Guillén: Can we speak about editing? To return to the idea of how you circled us out of the film's central trauma to provide hope or to allow us to experience the hope felt by the survivors of Cinquera, you achieved this through scenes that revealed their hope in increments: the scene of Elba and the eggs hatching, for example, and the scene of the cow giving birth. Where I really felt the horror of the war wash away was in the scene with the rainfall. Can you speak to how you placed those moments in the film to reveal this sense of hope? To create that feeling of relief and acceptance?

Huezo: Even before shooting the film, I had an idea of the film's structure. This structure was a very simple structure but it was what guided the shooting of the film. I wanted to tell the structure of the story as if it had happened over three days. Maybe that wasn't so clear to the audience that three days have passed, but in my mind that is how I structured it. In the first day I wanted to show the tranquil everyday life of the characters with very small brush strokes of what had happened in the past.

The second day was the war; a total immersion in the past. The first sequences of this second day were of the people who were young at the time of the war and who are my age now. I asked them to tell me their memories of being children during the war. From their childhood stories, this was how I opened the door to their past.

I knew that the cave was the heart of the movie and that the scene in the cave would be placed at the end of the second day. The cave was like going down to Hell; the moment of pain and loss. For me, the cave is a symbol above and beyond what happened there. I knew that the cave would be the meeting point for all of their stories and that's why I filmed that sequence where everyone was sitting in the cave telling their stories.

The third day was their going back to their everyday life. As a spectator, I was hoping we could reveal another dimension to that everyday life. If we had skipped over the second day and only shown the first and third days, the truth of their experience would not have had an impact. I was confident that the spectator would give a different value to the everyday actions shown on this third day after knowing who they were and what they suffered. After having spent time with them in the cave.

As for the pregnant cow, that was sheer luck. [Laughs.] To have the birth of this calf in the third day of this narrative structure was perfect for dramatic effect. And as for Elba, I had seen her nurturing the eggs on my first visit to Cinquera and—when I returned to shoot the film—I asked her to repeat the activity. I knew I was going to have chickens being hatched on the third day of the story but I didn't know I was going to have the calf being born.

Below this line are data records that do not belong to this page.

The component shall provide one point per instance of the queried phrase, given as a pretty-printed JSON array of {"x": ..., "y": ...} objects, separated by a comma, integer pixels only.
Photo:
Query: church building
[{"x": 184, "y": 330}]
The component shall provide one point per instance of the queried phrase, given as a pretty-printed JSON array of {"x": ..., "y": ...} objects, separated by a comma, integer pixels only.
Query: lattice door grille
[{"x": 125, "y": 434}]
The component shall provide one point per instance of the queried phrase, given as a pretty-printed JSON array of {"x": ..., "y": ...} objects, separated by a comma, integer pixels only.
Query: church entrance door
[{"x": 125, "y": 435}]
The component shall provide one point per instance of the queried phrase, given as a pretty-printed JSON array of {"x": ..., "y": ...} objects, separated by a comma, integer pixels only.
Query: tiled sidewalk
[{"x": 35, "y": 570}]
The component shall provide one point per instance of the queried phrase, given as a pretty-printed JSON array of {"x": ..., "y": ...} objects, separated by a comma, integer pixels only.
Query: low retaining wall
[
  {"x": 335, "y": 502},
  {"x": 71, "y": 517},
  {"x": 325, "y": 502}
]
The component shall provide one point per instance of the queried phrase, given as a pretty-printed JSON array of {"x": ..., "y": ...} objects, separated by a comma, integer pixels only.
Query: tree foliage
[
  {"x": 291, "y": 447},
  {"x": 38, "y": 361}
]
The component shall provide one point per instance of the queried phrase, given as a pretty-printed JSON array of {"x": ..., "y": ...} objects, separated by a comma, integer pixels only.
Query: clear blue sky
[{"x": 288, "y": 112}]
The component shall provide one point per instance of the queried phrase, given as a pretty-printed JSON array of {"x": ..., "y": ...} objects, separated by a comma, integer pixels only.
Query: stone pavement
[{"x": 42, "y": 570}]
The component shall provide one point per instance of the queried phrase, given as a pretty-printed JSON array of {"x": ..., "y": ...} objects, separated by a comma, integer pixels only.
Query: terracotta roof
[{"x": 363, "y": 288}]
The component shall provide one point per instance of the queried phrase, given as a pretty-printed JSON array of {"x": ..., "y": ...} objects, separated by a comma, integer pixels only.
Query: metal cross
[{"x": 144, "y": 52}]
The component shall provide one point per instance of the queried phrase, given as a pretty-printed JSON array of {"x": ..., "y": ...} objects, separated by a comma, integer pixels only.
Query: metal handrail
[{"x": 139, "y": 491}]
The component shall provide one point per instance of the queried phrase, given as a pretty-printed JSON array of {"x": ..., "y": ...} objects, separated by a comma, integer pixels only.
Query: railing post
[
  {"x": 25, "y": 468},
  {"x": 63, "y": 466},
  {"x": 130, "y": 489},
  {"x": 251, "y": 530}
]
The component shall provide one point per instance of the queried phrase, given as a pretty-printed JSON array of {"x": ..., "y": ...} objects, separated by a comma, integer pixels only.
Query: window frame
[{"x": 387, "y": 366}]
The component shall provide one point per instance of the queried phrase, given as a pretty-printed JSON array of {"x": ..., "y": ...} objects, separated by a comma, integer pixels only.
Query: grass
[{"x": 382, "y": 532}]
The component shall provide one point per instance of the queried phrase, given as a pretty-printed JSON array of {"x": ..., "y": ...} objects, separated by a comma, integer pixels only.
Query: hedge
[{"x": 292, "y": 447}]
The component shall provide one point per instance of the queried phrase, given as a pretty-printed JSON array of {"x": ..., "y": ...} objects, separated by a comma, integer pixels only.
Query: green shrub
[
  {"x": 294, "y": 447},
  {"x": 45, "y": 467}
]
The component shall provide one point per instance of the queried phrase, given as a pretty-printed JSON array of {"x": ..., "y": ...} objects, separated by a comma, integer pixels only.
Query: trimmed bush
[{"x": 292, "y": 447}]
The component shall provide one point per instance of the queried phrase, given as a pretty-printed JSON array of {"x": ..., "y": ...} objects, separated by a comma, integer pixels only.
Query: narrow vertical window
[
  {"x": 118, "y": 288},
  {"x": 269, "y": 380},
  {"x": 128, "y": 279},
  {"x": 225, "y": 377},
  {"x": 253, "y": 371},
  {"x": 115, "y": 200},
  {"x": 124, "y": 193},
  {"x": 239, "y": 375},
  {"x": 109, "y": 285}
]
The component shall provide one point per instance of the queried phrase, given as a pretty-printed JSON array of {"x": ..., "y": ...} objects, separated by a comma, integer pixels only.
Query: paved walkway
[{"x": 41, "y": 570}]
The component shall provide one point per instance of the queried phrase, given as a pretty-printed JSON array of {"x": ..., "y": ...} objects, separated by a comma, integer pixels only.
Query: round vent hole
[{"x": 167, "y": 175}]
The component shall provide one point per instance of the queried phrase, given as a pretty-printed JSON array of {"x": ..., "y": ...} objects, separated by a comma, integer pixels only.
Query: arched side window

Guillén: If I may say so, this three-day structure is religiously brilliant. Along with the obvious Christian parallel, there is the mythic undertone of the harrowing of Hell found in various world mythologies. Three days is the numerological template for resurrection. The Latin root for the word "religion" is religio whose meaning is influenced by the verb religare, which refers to that string that connects and binds the material to the immaterial, the obligation of soul to spirit. So when you're talking about having this thread that runs through the three days, I consider this a marvelous stroke of brilliance. Congratulations!

Huezo: Thank you.

Guillén: So what's next for you?

Huezo: I have an idea for a story about how one makes a child one's own, even if they are not a biological child; but, I don't like to use the word adoption. Still, it's that idea. There will be two parallel stories. One is of a woman in search of a child for adoption and the other is of someone who has been happily adopted and is now older and going out to search for his biological mother. It's a story about identity and, in a way, it's about loss as well.